Dayton, Ohio — Significant sales and earnings growth during its second fiscal quarter reflected Rex Stores’ investments in alternative fuel production and veiled underlying weakness in its retail operations.
Company-wide sales rose 41 percent to $67.4 million for the three months, ended July 31, and net income increased 382 percent to $1.2 million.
In contrast, net sales for Rex’s retail segment declined 11.3 percent to $42.5 million and comparable store sales slipped nearly 3.9 percent. Earnings fell 59 percent to $774,000 during the period.
In a conference call this morning, chairman/CEO Stuart Rose said margin and comp sales declines at the regional electronics/appliance chain are “indicative of the extremely tough economic environment” and noted that comps are down 7 percent for the August-September period.

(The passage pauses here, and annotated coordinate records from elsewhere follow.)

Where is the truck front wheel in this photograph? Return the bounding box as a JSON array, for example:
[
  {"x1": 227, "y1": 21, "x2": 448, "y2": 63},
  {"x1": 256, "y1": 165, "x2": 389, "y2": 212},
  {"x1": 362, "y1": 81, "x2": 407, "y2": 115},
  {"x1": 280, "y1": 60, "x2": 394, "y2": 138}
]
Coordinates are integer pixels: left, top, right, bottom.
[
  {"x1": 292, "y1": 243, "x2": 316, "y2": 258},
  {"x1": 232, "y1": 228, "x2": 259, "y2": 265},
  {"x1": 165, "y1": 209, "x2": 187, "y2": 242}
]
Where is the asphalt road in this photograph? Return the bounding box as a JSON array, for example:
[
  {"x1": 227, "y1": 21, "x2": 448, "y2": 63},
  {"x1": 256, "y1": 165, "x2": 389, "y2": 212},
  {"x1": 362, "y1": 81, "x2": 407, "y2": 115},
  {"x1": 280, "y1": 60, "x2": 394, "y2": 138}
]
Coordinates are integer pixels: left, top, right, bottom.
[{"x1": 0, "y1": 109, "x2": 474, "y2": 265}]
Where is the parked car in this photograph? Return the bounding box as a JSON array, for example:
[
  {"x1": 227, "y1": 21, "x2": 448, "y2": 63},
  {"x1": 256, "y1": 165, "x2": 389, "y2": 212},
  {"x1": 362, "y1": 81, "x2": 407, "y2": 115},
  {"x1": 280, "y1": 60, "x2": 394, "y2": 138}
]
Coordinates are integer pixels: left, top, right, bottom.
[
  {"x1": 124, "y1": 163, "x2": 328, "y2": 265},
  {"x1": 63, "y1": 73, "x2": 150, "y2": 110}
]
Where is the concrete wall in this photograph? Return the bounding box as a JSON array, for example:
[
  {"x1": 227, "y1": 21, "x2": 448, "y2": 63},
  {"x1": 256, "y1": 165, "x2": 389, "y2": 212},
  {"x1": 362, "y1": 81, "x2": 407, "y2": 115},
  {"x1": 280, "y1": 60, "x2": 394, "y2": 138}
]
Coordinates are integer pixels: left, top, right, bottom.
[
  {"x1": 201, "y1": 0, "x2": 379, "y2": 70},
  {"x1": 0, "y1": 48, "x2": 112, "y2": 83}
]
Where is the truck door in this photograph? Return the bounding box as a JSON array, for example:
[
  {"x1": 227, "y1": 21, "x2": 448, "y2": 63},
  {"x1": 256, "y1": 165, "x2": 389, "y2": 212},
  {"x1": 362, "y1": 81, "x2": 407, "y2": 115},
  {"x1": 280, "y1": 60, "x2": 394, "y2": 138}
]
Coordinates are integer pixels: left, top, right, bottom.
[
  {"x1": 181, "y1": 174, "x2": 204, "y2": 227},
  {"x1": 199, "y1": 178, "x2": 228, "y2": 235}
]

A 46 percent increase in comp sales of flat panel TVs during the quarter was insufficient to offset declines in DVD players, camcorders, analog rear projection TVs and room air, Rose said.
Although the impact of Hurricane Gustov was minimal, two stores that were closed for the storm will remain shut, and four stores in total are presently up for sale, he said.
Rex, which has investments in a number of ethanol plants, initiated a strategic review of its retail segment in June and has hired an investment banking firm to help identify and evaluate a broad range of options for its stores, including “opportunities to monetize” their real estate value. Rose said the review is expected to be completed by next quarter.